Turu, que se crio en Palavea y viene desde Malpica todos los días, encontró un empleo hace mes y medio en el Puerto. Por eso, en verano, era más frecuente verle con el instrumento a cuestas. «Ir a tocar allí me salvó el mes. Llevo desde los 13 años yendo, porque hay algunos días que salgo de trabajar y, si hace buen día, voy a la Torre. Porque muchas veces también lo haces por ensayar y desconectar», desgrana. Pero el sonido de su gaita, últimamente, no tiene acompañante. «En comparación con hace años, somos muchos menos», lamenta. Él lo vincula, en cierta manera, a que «algunos han ido encontrando otros oficios».

Eduardo, que es la tercera generación de una familia coruñesa de músicos, ahonda en esa teoría: «Si estoy trabajando, no vengo». Justifica que también necesita «tiempo libre para descansar». Estuvo contratado como soldador durante 24 años, pero ahora sopesa volver a su faceta más artística mientras esté en el paro. Y no quiere hacerlo de cualquier manera. Él empezó en el 1999 y conserva una visión más espartana de cómo tocar: «Esto es como un trabajo más. Te marcas un horario y hay que dar un mínimo. No se trata de ser Carlos Núñez o Budiño, pero debemos dar una imagen del folclore gallego. Es como tocar en el metro de Nueva York o Moscú. Allí, los músicos pasan una criba con la gente y deben dar lo mejor de sí, dentro de sus posibilidades».

Junto a Eduardo, su padre Antón, de 69 años, porta un tamboril tocado a muñeca. «Me gusta que venga con la percusión para que dé empaque», explica el primero. Antón, mientras tanto, reflexionaba sobre las palabras de su hijo. «Cando non hai outra cousa, ás veces, tocar aquí é unha opción a ter en conta», detallaba con sencillez.

Cuenta Turu que, cuando era pequeño y empezó a practicar con la gaita, un amigo suyo le recomendó probar suerte en la Torre para «ganarse unas perrillas». Dicho y hecho. Cogió el bus 1-A, y se plantó allí. Y floreció una historia de amor que le ha llevado a otros lugares del país como Burgos, Castellón o Tenerife. Siempre en la carretera. Siempre al aire libre, porque «la profesión de músico callejero es la más bonita que hay».
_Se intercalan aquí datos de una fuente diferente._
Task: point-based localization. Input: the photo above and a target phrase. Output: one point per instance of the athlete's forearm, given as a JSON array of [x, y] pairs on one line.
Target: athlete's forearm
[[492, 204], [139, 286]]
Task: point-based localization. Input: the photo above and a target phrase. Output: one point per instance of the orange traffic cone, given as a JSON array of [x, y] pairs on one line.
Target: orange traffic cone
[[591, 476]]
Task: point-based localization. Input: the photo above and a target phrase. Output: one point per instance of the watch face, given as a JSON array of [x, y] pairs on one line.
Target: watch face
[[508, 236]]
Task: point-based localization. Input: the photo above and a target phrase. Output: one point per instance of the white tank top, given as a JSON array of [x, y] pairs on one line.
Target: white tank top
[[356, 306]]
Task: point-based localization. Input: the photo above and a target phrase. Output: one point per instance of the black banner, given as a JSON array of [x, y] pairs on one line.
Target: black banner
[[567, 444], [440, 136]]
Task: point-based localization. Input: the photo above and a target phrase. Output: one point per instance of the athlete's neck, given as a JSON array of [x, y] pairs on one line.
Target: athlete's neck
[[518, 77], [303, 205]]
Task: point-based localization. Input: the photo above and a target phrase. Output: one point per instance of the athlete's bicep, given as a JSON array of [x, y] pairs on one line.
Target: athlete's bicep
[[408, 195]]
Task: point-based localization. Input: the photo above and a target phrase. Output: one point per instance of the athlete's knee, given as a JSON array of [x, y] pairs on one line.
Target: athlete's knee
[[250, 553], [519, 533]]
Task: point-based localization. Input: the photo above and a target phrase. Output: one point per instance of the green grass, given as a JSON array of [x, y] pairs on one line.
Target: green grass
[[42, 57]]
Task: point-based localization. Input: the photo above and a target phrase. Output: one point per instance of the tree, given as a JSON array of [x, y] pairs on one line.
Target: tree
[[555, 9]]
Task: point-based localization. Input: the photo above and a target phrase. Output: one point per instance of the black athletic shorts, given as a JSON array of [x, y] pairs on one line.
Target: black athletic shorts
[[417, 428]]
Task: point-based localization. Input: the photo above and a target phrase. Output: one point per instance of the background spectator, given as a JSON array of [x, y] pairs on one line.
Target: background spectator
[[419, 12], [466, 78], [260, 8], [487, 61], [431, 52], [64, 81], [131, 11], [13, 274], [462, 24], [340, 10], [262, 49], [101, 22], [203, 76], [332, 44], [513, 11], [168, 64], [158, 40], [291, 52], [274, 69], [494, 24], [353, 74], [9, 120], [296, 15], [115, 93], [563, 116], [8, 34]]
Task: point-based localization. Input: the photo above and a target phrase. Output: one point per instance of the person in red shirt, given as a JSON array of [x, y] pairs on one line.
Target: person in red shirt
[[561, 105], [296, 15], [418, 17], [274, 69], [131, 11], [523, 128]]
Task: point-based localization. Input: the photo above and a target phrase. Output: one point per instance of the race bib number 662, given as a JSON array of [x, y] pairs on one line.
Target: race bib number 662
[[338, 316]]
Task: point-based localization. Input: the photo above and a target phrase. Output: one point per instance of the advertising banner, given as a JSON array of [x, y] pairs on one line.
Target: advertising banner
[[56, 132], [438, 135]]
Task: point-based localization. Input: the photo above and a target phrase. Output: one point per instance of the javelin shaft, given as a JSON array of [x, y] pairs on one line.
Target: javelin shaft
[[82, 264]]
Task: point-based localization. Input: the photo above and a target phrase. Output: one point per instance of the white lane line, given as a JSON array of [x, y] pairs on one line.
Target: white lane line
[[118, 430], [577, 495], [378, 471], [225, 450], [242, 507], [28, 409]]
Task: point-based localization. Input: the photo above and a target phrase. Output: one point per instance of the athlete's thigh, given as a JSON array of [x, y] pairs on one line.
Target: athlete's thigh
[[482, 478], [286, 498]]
Ahora, que estima en un grupo de aproximadamente cinco los gaiteiros que se dejan ver cada cierto tiempo por la Torre -entre los que Eduardo y él se incluyen-, se detiene a pensar en el silencio: «A la gente que sube aquí le gusta nuestra música. Salir del bus y escuchar la gaita». Pero la banda sonora que ha acompañado durante años a turistas y paseantes en la zona es casi una rara avis salvo en fin de semana. Un patrimonio que, aún sin fecha de caducidad, sí languidece. Turu comenta que «cuando apago el instrumento y no escucho nada más salvo el murmullo, me siento raro». Antón, que se sentía más cómodo en un segundo plano durante la conversación, atinaba al final en la descripción: «Notas un vacío».